On April 30, 1999, a bipartisan coalition of Members of Congress, including Congressman Kucinich, filed a lawsuit to compel the President to follow the Constitution and halt U.S. armed forces from engaging in military action in Yugoslavia unless Congress declared war or granted the President specific statutory authority.
http://www.house.gov/kucinich/issues/internationalrelations.htmExtra++++++++++++++++++++++++++++++++++++
Prior to the sixty days expiring Congressman Tom Campbell, a Republican, introduced various resolutions that would require a congressional vote on whether to approve the war. It was his view that the Constitution and WPR had to be complied with and if they were not, all troops had to be withdrawn. As was stated earlier, none of these resolutions passed; the key resolution which would have given the President authority to continue the war past sixty days failed to pass by a tie 213-213 vote.
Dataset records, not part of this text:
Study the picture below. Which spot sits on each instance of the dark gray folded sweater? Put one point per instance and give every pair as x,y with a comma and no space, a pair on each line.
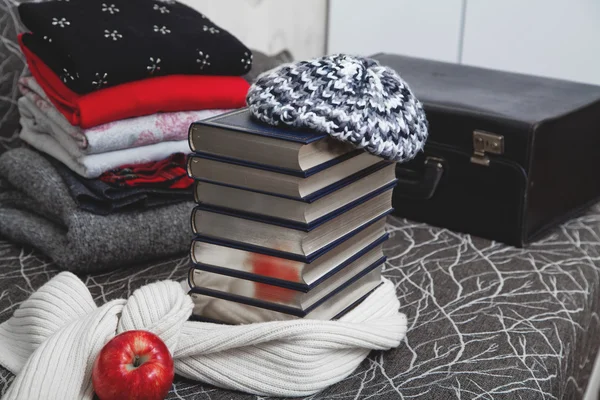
36,209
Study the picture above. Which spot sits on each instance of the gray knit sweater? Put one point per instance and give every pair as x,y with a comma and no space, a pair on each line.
37,210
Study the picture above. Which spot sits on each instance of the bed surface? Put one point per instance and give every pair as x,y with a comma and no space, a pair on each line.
486,321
Thus, as the war continued it was clear that the President did not have the constitutional authority to have initiated the war, nor the statutory authority to keep fighting past the sixty day by which the WPR mandated termination.
The sixty day termination date passed almost unnoticed by the press, Congress and the pundits. Only Congressman Tom Campbell ((who happens to be quite progressive)), Congressman Dennis Kucinich and a few others brought up the issue and no one paid attention. It was a remarkable moment. Here was a statute, the WPR, which had been written because of the debacle of Viet-Nam; it was meant to keep the U.S. out of wars that did not have congressional approval. One could say the statute was literally written in the blood of the Americans and Vietnamese who died in that war. And now the statute was treated as nought; as if nothing was learned from the Viet Nam war. The bombing of Yugoslavia was continuing; people were being killed and the country was being destroyed; and it was all a clear violation of U.S. law.
A few courageous members of Congress decided to take the issue of the illegality of the war to the federal courts. The leader of this group was Congressman Tom Campbell and he gathered a dozen or so Republicans to join with him. He asked the Center for Constitutional Rights to bring the litigation on his behalf.
The Center had brought a number of lawsuits previously challenging illegal uses of U.S. military force in Grenada, El Salvador, Nicaragua, Panama, and Iraq. All of these suits had been against Republican presidents and the majority of not all of the congressmen plaintiffs had been Democrats. Now that the shoe was on the other foot, and a Democratic president was unilaterally going to war, Democratic plaintiffs were hard to come by. Many Democrats did not like the war, thought it was illegal, but did not want to buck the President and say so publicly whether by way of speeches or by joining a lawsuit. It was an amazing demonstration of political opportunism. On the issue of should the U.S. go to war, probably the most fundamental and important decision a politician can make, these Democrats sold out. The only two Democrats to join the suit were Dennis Kucinich and March Kaptur.